Por mais que a sequência de abertura seja expressiva na maneira de apresentar Markuss através do plano sequência, a narrativa não mantém uma construção visual tão significativa que pudesse explorar seus princípios dramáticos. A noção que cada vez mais prevalece na dramaturgia é a de que a suspeita prévia de que o menino pudesse ter um espírito violento precoce não se confirma na prática, porém ela depende muito do texto em si e menos de escolhas estilísticas saídas da linguagem cinematográfica. Ocasionalmente, alguns aspectos parecem que podem emergir como um padrão visual recorrente da direta, como as cenas em que o protagonista observa os acontecimentos ao redor através do reflexo de uma janela ou de um buraco no cobertor. Estes momentos pontuais sugerem algum trabalho metafórico com o título da obra, na linguagem original em letão “bedre“, que significa cama, e na tradução para o inglês “pit“, que significa poço ou buraco. Entretanto, tais construções não se sustentam na mise-en-scène e a narrativa transita por diferentes núcleos e subtramas sem uma ligação tão forte à primeira vista.

Como é o roteiro, acima dos demais aspectos narrativos, que sedimenta o filme, o trabalho de Dace Puce em parceria com Jana Egle, Monta Gagane e Peteris Rozitis chama mais atenção para si. Por um lado, existem pontos que podem se sobressair com essa opção, como o desenvolvimento da relação entre Markuss e o Marinheiro, o uso de alguns flashbacks em tom de mistério sobre a queda de Emilija no buraco na floresta e as sugestões manipulativas a respeito das decisões futuras do menino. Por outro lado, algumas subtramas são deixadas em uma posição tão coadjuvante que o efeito dramático que possuem não é valorizado como poderia (especialmente, o tumultuado relacionamento entre Roberts e Smaida até uma revelação chocante) e certas informações são negadas ao espectador por um longo tempo apenas para insistir em um suspense que já se pode antecipar. Ainda assim, a manipulação feita pelo filme em torno do uso que Markuss fará de uma faca que ganhou de presente é o maior mérito do roteiro, afinal as expectativas iniciais não seriam nada otimistas considerando o protagonista que se apresentava na sequência de abertura.

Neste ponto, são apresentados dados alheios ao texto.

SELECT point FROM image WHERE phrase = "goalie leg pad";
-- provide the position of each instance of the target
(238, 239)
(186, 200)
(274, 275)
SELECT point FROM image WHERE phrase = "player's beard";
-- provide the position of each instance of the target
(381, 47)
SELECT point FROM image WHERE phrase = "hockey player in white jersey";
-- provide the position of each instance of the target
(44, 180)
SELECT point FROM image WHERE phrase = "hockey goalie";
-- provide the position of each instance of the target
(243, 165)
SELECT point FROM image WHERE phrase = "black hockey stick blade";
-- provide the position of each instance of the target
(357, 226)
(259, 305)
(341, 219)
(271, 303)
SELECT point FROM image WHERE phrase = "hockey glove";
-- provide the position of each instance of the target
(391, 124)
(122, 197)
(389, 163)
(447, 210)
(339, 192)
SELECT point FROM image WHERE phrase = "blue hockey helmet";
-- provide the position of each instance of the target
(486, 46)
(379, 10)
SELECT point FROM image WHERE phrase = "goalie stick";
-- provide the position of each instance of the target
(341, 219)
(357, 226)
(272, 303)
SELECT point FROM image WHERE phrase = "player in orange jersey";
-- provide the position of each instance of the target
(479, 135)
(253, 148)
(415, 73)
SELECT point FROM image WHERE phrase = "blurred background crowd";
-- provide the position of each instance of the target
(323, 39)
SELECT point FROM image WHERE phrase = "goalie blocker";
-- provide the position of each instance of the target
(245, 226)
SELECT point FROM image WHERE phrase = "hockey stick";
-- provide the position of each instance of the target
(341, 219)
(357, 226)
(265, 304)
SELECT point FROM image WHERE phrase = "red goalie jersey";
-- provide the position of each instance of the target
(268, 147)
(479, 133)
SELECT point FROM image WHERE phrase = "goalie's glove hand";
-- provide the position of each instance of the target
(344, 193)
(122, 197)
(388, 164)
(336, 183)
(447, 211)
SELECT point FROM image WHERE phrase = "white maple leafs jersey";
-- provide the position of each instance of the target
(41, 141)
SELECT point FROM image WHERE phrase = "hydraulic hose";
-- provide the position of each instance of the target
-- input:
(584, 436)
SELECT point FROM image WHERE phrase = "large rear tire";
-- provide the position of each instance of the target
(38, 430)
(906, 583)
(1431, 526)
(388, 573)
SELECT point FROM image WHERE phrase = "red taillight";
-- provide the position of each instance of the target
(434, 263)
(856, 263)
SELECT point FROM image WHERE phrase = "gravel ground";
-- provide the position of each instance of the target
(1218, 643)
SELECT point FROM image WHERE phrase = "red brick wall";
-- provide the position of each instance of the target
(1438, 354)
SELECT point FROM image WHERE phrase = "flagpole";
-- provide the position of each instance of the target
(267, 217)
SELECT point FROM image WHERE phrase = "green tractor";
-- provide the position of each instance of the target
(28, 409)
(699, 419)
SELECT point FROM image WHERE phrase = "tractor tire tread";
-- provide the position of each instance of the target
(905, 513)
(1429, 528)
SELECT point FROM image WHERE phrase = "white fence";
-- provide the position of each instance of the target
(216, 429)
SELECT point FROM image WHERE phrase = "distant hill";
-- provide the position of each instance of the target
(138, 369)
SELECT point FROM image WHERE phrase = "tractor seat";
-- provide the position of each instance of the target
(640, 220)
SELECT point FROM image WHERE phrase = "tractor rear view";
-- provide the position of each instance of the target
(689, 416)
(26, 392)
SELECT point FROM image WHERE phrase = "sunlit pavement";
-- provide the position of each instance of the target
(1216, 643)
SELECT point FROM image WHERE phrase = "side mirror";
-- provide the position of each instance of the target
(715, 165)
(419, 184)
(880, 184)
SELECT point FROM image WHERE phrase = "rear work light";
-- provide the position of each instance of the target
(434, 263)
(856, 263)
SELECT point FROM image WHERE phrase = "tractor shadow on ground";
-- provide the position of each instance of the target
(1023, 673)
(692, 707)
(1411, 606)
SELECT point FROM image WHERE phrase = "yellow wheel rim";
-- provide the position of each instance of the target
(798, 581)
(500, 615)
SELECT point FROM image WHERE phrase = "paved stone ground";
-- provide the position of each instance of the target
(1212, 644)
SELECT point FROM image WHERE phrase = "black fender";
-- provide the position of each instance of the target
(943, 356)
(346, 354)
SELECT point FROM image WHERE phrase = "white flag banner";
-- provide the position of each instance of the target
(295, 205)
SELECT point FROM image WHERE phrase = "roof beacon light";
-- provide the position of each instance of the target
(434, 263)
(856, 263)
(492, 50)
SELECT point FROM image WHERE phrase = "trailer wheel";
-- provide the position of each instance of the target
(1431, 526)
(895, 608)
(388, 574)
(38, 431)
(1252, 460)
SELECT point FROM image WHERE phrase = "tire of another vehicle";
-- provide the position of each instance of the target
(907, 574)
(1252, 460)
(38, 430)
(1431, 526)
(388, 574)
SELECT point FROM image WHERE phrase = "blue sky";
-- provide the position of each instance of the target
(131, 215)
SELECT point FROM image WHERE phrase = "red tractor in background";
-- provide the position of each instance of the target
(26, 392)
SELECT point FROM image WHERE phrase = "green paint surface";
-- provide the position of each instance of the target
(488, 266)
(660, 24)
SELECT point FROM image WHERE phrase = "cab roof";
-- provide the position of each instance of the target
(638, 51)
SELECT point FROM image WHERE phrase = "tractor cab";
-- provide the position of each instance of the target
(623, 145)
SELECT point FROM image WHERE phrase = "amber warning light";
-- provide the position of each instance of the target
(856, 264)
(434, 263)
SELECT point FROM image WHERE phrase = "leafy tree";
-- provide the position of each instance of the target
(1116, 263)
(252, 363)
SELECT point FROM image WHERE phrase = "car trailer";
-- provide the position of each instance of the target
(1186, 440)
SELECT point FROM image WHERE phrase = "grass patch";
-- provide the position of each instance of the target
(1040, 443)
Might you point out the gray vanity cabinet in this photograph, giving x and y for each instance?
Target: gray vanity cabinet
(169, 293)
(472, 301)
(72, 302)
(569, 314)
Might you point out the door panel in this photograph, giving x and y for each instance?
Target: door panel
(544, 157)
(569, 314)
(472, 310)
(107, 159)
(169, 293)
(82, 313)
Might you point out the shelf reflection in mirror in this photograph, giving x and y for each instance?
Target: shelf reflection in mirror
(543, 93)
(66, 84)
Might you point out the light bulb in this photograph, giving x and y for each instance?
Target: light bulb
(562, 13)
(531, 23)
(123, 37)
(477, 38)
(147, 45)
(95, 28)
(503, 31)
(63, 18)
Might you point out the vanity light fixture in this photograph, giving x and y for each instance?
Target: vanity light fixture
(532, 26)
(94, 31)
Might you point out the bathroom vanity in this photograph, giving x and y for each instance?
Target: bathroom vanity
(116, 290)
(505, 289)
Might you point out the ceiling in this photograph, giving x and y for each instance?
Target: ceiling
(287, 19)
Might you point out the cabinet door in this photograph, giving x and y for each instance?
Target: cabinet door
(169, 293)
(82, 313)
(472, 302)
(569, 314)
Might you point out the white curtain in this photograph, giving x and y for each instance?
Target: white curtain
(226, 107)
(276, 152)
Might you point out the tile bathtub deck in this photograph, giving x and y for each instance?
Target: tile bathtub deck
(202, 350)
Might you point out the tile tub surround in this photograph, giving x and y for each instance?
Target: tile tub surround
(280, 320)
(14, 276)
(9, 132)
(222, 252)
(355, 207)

Então, a arma se torna um símbolo para a jornada de Markuss e para o olhar que “O buraco” constrói para essa história. Sabendo que o público pode fazer julgamentos precoces sobre os personagens que irá acompanhar, o filme trabalha conscientemente as leituras precipitadas que se pode fazer. principalmente após um acontecimento grave, e manipula as previsões do que virá a seguir. De um menino que simplesmente teria transtornos psicológicos e seria naturalmente violento, a narrativa oferece novas nuances com um contexto que contém abandono familiar, isolamento emocional, tragédia parental, impulsividade típica da idade e sofrimento pela violência de terceiros (praticamente todos os personagens ao seu redor praticam algum ato violento, físico, verbal ou psicológico, contra ele). A mudança na perspectiva acerca do menino se consolida quando a faca é enfim utilizada e o vitral é finalizado. Tal qual o vitral colorido parece deslocado em um armazém precário e cinzento, Markuss parece um jovem artista deslocado em um mundo brutal sob muitos sentidos.